The U.S. economy's production of goods and services slowed sharply in the April-June quarter, hurt by lost trade to Asia and a prolonged strike at the nation's largest corporation.

The gross domestic product - the sum of goods and services produced within U.S. borders - increased at a modest 1.4 percent annual rate, the Commerce Department said Friday.That's down sharply from the torrid 5.5 percent rate during the first three months of the year. Nevertheless, it wasn't nearly as bad as many analysts expected. Some had thought the economy's output actually had decreased for the first time since the 1990-91 recession rather than just slowed.

Still, it was the most sluggish quarter in three years and at least temporarily interrupted a remarkable run of robust growth unseen in this country since the economy was climbing out of the deep slump of the early 1980s.
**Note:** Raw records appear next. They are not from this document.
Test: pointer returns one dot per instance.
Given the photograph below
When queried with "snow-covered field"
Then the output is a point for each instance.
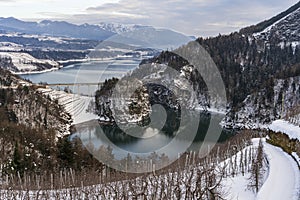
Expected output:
(285, 127)
(282, 181)
(74, 104)
(25, 62)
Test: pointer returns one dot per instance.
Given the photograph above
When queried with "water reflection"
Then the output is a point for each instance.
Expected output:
(93, 133)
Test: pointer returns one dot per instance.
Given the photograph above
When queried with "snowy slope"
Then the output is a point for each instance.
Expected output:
(23, 62)
(282, 181)
(285, 127)
(74, 104)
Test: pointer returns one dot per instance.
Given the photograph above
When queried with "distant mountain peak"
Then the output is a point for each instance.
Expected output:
(267, 23)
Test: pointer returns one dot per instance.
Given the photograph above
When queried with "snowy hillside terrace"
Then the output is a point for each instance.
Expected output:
(229, 178)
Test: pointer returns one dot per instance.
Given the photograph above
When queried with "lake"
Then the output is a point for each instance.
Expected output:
(88, 72)
(171, 141)
(176, 137)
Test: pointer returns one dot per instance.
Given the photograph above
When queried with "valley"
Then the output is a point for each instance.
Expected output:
(128, 111)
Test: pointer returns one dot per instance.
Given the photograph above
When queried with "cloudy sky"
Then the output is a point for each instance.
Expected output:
(192, 17)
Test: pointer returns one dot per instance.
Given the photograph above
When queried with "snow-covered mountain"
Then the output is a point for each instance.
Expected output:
(54, 28)
(260, 70)
(147, 36)
(136, 35)
(119, 28)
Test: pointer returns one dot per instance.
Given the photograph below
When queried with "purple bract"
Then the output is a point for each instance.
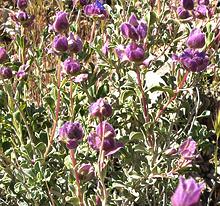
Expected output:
(61, 23)
(187, 192)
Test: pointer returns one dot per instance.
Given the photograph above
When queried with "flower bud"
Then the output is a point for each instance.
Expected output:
(74, 43)
(61, 23)
(142, 29)
(71, 130)
(187, 148)
(71, 144)
(196, 39)
(133, 20)
(170, 152)
(107, 130)
(187, 193)
(71, 66)
(201, 12)
(203, 2)
(96, 9)
(86, 172)
(188, 4)
(80, 78)
(23, 18)
(3, 55)
(83, 2)
(21, 75)
(60, 44)
(129, 31)
(5, 73)
(100, 108)
(182, 13)
(134, 52)
(194, 61)
(22, 4)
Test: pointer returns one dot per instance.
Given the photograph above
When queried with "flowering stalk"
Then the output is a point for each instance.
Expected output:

Strikes at General Motors and auto-parts manufacturing plants, which idled 200,000 workers and were settled just this week, subtracted a full percentage point from second-quarter growth.
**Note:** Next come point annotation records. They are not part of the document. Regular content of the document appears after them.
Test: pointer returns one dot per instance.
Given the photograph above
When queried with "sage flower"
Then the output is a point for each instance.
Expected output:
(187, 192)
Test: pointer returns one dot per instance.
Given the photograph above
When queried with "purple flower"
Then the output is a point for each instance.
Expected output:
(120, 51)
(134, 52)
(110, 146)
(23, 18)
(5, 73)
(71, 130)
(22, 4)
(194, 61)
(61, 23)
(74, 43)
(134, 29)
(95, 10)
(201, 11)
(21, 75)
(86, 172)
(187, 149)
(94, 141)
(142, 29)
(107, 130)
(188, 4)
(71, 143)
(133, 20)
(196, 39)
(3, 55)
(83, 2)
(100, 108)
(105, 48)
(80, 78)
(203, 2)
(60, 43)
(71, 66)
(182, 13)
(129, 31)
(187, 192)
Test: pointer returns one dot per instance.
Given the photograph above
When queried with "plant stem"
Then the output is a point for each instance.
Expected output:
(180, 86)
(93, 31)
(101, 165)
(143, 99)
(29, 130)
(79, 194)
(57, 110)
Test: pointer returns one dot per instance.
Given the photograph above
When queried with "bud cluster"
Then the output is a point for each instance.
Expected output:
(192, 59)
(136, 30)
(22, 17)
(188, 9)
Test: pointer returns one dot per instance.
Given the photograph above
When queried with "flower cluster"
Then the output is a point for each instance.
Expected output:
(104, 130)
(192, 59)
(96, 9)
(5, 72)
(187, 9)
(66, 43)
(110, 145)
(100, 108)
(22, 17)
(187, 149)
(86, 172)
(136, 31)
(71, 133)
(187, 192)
And the sharpest deterioration in the nation's trade balance on record subtracted 2.4 percentage points. Exports fell at an 8 percent annual rate, largely because economically troubled Asian countries no longer can purchase as many U.S. goods. And imports grew at an 11.9 percent rate as U.S. manufacturers struggled to compete against Asian goods made cheap by sharp currency devaluations.
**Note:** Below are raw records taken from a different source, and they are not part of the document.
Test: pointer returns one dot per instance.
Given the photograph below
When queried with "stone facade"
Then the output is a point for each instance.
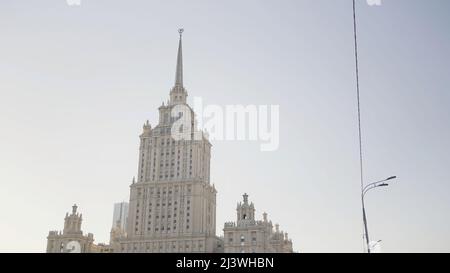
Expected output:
(172, 206)
(248, 235)
(71, 239)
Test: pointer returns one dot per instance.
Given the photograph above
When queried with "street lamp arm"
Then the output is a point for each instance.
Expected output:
(372, 184)
(373, 187)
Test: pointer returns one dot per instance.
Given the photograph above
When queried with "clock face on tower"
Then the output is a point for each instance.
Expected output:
(73, 247)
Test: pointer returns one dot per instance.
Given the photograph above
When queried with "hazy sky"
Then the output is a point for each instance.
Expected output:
(77, 83)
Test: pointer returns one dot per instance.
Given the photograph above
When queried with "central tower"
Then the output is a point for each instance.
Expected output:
(172, 203)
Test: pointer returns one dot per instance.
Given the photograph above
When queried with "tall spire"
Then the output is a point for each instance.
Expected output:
(179, 72)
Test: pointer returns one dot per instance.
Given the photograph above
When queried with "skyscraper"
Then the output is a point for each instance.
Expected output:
(172, 204)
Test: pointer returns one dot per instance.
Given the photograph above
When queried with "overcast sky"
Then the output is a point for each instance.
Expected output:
(77, 83)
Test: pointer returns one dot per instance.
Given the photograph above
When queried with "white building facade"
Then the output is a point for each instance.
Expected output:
(172, 204)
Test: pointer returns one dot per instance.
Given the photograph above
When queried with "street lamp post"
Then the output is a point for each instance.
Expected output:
(381, 183)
Reflecting both the strike and the slump in trade, production of goods for inventory decreased sharply after soaring in the first quarter.

With Asia still shaky and with GM out of commission for nearly all of July, economists believe economic growth in the July-September quarter also will be subdued. But, they forecast a rebound during the final three months of the year.

"It will be a sort of Twinkie year," said economist David Wyss of Standard & Poor's DRI in Lexington, Mass. "Soft in the middle."

On the positive side for the second quarter, inflation all but disappeared. A price measure tied to the GDP rose at a 0.8 percent annual rate, the smallest increase since 1963.

The economy remained healthy in many other ways as well. Consumer spending increased at a brisk 5.8 percent annual rate, down only slightly from the 6.1 percent rate of the first quarter. Consumer purchases of big-ticket items from cars to computers increased at a 10 percent rate, down from 15.8 percent.

And businesses continued to spend heavily on new equipment - especially computers. Equipment spending rose at a 17.8 percent annual rate. That's not nearly as rapid as the 34.3 percent rate of advance in the first quarter, a near 15-year record, but still very strong.